If you are a college student, or a parent of one, you should know about a condition called bacterial meningitis. It is a disease that causes inflammation of membranes around the spinal cord and brain.
Duke University is sponsoring a meningitis vaccination clinic Wednesday to help protect thousands of students living on campus.
A recent study showed college students are at an increased risk for getting the disease. Freshmen living in dorms are even more susceptible because they interact so closely.
"The way you get meningitis is through contact with an infected individual such as sharing a glass, cigarette, kissing or just coughing and sneezing," says Jean Hanson of Duke Student Health.
Bacterial meningitis kills in 10 percent of all cases. Brain damage is caused in another 10 percent of patients.
The symptoms start off like the flu, with general aches, pains and fever and quickly progress into headaches, stiff neck and rash.
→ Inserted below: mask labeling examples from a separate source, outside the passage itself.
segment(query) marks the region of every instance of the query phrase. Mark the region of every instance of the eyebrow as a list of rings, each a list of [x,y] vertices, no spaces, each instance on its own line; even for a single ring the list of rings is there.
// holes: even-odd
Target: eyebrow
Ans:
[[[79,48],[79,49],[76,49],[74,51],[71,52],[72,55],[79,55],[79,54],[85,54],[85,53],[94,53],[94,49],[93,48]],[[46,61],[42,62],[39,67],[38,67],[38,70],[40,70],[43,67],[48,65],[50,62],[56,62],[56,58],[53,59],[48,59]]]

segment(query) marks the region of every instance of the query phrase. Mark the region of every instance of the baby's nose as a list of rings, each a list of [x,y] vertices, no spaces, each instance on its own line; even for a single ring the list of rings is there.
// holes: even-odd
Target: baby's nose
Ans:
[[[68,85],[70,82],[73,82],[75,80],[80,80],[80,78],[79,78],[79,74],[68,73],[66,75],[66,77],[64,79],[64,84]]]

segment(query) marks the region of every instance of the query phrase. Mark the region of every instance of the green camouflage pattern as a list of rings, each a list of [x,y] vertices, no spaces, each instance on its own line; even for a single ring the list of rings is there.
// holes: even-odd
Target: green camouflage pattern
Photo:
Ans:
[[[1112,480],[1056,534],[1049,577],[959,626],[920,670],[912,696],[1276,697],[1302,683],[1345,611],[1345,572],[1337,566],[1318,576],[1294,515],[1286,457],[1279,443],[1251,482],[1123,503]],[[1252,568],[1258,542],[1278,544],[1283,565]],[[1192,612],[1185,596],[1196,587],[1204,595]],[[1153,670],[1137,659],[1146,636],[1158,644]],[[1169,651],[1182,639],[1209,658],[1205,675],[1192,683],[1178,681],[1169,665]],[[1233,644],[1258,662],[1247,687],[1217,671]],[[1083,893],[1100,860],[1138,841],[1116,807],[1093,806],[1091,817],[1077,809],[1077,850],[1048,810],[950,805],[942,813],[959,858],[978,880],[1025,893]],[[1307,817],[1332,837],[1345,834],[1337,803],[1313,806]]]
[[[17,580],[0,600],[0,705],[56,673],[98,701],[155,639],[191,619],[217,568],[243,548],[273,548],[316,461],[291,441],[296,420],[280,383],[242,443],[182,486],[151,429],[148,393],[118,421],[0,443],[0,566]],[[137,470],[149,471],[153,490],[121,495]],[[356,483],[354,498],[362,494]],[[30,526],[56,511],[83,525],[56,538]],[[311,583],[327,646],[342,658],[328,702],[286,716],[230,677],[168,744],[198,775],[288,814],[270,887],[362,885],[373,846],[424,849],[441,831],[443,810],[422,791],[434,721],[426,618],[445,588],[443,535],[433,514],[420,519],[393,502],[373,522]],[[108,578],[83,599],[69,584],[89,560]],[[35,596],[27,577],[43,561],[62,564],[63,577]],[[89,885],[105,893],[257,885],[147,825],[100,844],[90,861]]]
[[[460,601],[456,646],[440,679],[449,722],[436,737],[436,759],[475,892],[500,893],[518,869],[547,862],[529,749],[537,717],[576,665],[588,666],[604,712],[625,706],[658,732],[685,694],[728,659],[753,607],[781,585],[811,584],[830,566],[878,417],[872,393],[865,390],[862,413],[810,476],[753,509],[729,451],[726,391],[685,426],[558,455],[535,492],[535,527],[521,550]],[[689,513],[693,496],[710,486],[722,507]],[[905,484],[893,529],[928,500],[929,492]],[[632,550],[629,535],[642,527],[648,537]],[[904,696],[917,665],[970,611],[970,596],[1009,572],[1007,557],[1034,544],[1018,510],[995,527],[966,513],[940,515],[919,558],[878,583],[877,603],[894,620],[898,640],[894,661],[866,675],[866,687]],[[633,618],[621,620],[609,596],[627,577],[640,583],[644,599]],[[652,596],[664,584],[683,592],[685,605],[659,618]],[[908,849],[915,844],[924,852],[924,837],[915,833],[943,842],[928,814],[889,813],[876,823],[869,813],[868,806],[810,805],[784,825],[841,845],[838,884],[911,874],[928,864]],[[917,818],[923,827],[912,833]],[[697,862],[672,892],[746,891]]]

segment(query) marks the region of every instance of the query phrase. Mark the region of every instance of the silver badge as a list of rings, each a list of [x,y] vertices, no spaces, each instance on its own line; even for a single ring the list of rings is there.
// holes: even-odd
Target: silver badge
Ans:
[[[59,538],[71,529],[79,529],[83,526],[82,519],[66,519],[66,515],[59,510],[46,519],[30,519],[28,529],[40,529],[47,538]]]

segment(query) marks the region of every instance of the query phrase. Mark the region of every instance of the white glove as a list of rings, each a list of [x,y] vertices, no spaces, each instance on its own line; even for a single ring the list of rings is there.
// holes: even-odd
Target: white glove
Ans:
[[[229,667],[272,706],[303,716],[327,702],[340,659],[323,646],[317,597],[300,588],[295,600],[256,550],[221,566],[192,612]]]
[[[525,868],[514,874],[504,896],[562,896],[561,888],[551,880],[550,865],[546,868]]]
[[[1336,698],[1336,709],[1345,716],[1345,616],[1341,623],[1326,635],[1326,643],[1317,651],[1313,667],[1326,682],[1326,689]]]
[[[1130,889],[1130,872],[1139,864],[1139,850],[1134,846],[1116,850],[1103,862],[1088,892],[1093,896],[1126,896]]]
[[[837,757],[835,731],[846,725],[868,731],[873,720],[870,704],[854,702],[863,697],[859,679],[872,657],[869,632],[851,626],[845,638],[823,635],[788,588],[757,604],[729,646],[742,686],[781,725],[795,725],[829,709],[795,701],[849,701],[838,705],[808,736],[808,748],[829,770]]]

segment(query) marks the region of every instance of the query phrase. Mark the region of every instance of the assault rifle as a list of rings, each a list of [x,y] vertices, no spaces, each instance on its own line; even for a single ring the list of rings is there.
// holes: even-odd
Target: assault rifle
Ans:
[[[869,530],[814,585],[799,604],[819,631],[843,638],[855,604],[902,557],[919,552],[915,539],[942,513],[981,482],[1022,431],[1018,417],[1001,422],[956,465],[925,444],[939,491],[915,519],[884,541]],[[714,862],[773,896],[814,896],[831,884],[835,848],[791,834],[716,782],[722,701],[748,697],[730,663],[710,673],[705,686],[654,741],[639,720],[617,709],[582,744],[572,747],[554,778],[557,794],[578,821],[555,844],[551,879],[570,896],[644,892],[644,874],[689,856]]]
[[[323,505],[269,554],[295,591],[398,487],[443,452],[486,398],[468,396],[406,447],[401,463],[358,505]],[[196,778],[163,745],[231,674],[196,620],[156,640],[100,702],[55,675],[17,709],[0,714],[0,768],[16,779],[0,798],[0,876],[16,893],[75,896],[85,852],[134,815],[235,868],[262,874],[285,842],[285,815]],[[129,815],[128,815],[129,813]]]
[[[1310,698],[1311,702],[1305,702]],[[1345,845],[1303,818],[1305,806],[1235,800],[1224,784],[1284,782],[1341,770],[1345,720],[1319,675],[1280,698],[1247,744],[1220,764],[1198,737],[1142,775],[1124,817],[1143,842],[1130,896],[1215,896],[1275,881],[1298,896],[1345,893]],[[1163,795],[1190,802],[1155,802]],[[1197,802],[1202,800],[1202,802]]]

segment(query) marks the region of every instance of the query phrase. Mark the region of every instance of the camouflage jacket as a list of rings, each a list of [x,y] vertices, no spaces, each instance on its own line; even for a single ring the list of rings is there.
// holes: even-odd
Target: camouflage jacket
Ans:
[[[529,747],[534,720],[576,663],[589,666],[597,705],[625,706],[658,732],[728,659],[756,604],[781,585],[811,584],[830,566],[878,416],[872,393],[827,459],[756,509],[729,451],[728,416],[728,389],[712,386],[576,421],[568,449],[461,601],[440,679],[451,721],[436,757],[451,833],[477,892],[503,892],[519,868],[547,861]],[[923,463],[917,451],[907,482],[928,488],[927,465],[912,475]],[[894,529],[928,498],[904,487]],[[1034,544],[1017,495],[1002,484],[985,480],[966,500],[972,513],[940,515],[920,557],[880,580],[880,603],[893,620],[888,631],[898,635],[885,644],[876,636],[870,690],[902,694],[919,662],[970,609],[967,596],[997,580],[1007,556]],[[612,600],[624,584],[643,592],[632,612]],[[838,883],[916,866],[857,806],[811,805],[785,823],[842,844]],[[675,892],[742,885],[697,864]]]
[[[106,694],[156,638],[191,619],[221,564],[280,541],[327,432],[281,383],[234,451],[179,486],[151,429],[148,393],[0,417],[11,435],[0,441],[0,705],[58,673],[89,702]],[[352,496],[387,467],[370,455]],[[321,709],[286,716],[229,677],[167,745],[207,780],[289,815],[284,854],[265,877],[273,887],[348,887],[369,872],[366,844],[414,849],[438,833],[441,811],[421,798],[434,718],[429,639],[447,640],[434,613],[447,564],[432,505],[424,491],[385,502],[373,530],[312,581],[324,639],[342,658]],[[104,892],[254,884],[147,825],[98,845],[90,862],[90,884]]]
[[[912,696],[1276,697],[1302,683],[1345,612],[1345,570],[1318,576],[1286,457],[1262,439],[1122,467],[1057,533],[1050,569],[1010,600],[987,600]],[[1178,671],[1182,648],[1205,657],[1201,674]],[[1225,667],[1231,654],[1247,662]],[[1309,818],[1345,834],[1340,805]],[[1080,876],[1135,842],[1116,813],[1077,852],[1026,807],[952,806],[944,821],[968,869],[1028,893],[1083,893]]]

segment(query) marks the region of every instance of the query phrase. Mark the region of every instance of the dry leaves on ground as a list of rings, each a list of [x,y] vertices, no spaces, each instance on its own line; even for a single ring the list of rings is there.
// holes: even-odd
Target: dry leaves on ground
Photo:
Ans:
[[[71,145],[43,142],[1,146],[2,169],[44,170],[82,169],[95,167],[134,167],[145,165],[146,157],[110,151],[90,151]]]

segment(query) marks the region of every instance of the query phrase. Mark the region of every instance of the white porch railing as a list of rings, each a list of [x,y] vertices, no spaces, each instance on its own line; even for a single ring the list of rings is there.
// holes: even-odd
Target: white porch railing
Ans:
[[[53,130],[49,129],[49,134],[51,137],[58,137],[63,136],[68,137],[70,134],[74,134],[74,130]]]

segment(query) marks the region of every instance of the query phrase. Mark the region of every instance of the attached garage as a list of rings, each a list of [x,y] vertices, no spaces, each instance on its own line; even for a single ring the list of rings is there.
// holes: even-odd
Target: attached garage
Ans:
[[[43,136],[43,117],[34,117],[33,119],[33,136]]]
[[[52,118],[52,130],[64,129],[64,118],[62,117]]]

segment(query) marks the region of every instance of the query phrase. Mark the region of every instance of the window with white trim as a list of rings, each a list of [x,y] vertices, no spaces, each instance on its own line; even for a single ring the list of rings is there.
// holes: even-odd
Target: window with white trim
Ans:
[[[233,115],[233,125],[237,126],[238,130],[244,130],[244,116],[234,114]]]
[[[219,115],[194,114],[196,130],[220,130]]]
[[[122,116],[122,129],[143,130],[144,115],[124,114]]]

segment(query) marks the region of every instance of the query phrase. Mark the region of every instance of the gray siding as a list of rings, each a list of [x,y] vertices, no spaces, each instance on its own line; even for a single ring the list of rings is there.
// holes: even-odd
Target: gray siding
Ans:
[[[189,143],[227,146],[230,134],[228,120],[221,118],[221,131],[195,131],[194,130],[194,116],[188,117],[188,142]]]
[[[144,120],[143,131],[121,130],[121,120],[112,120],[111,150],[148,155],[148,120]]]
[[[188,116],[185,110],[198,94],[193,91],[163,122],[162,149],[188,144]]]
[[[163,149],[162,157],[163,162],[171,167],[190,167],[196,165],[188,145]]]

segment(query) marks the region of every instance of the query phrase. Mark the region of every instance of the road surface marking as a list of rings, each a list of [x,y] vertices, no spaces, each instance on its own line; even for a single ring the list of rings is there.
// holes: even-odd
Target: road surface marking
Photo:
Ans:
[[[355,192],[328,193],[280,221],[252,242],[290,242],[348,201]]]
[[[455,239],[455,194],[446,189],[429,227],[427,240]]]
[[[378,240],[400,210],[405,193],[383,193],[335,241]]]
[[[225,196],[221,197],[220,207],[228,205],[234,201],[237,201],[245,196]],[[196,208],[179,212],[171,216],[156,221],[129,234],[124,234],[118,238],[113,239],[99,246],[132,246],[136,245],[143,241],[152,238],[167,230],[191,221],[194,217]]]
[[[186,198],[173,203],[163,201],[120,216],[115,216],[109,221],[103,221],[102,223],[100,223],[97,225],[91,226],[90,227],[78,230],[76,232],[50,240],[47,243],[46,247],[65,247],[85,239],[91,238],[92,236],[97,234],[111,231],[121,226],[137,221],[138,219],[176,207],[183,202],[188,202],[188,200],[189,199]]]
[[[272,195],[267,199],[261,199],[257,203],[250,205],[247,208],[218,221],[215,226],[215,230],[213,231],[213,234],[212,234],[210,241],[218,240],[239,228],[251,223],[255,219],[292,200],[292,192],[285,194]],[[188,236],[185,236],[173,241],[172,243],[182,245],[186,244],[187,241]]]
Without quick intervention of antibiotics, there is the possibility of permanent disabilities or death.
Duke had a outbreak of bacterial meningitis in 1986 that affected 3 students. Health officials say it is better to be proactive than reactive in dealing with this disease.
"The vaccine has been available for many years. It's very safe. There really are no side effects. It's a one shot deal and it's effective for three to five years," says Hanson.
The meningitis vaccination clinic is being held at the Bryan Center on Duke's West Campus Wednesday from noon until 7 p.m. The cost is $80.